Я скучала по Кадииму, по прежнему папе, что остался, кажется, лишь в моих воспоминаниях. Нынешний предстал передо мной незнакомцем с резкими движениями и ледяным взглядом, я будто впервые увидела этого мужчину. Отец раздражён, недоволен, срывается на прислуге и молчалив и хмур со мной. Я искала и не находила в папе теплоты, нежности, любви ко мне. Пыталась объяснить себе, что папино плохое настроение временно, что позже, когда всё уляжется, он успокоится, улыбнётся мне ласково, как раньше, и скажет «моя роза», что трудно в сложившейся ситуации винить его в чрезмерной раздражительности. Что он оберегает меня, не рассказывая об истинном положении дел. И всё же я не могла не вспоминать папиной реакции на мою ложь, не могла не думать, почему отец забрал у меня кольцо, почему именно сейчас, когда, казалось бы, защита и опека духа были бы более чем кстати?
Не могла не думать, что было бы, если бы в катакомбах я согласилась на предложение Бевана уйти с ним.

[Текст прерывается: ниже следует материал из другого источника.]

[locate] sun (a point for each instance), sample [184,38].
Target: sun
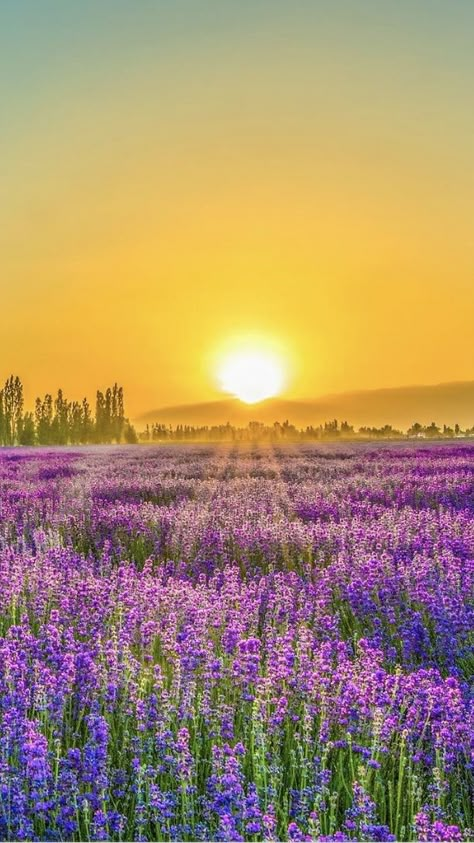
[251,375]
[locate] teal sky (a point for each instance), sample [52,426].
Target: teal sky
[176,175]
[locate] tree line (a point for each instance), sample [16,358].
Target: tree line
[330,430]
[58,421]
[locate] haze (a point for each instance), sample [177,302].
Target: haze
[177,174]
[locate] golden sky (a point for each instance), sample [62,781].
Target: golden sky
[175,175]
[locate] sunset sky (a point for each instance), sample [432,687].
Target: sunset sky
[177,177]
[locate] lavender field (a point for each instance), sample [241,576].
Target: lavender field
[219,643]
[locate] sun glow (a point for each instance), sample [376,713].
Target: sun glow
[251,375]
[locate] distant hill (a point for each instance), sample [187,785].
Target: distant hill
[445,403]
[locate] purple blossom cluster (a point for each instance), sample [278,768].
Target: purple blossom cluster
[237,643]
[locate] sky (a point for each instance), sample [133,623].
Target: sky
[176,177]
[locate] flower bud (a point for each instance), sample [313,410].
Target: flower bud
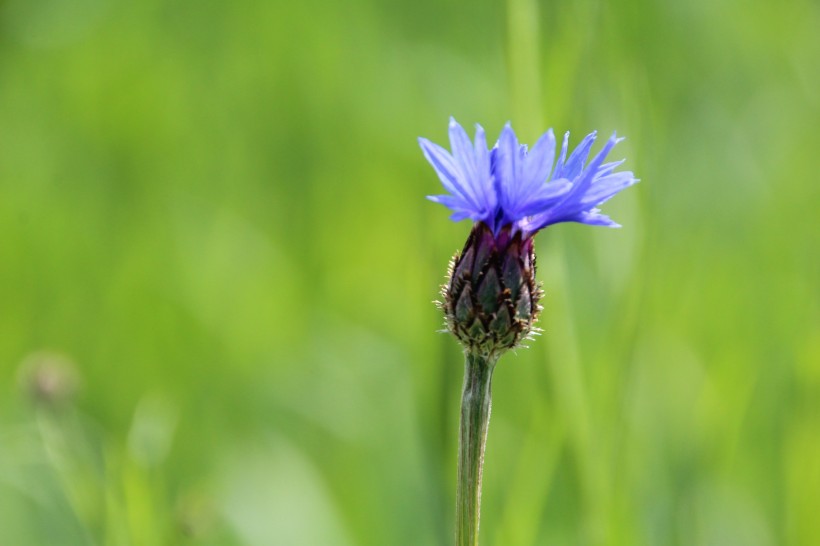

Моя единственная отдушина – встречи с Пушком во время прогулок по парку. Я знала, в какой беседке Валерия пила второй чай по утрам, если погода благоприятствовала, и ходила туда каждый день. Не присоединялась к наследнице и её свите, даже не приближалась к самой беседке, просто ждала неподалёку среди деревьев, когда Пушок почует меня и прибежит поздороваться. По крайней мере, с псом играть не запрещено и в его присутствии моё сопровождение сразу отступало, стараясь исчезнуть из поля зрения. Мы находили какую-нибудь ветку или Пушок приносил один из своих мячиков и на полчаса я могла притвориться, будто ничего особенного не произошло, будто меня не заперли во дворце, словно я заточённая в высокую башню сказочная принцесса, будто можно попросить машину и уехать куда глаза глядят.
Дворец гудел, готовясь к приезду принца из Альсианы и завтрашнему балу, но нас с Пушком эта суета не касалась. Сегодня пёс принёс мячик, и я бросала его снова и снова, а Пушок находил и тащил обратно, то в одной пасти, то в другой. Все эти дни погода, точно назло, стояла хорошая, солнечная и, глядя на плывущие по небу белые облачка, мне всё сильнее хотелось сбежать отсюда, вырваться на свободу. Пусть и прежняя моя свобода была только иллюзией, временной передышкой, но даже иллюзия способна раздразнить обещанием большего, обещанием целого мира, которого, по сути, я никогда не видела по-настоящему.
– Госпожа Ритт?
Я вздрогнула от неожиданности, Пушок, нёсший мячик из кустов, бросил его на полпути и метнулся к вышедшей на лужайку Валерии.
– Ваше императорское высочество, – я присела торопливо в кривеньком реверансе – надо признать, делать реверанс, будучи в брюках, довольно странно.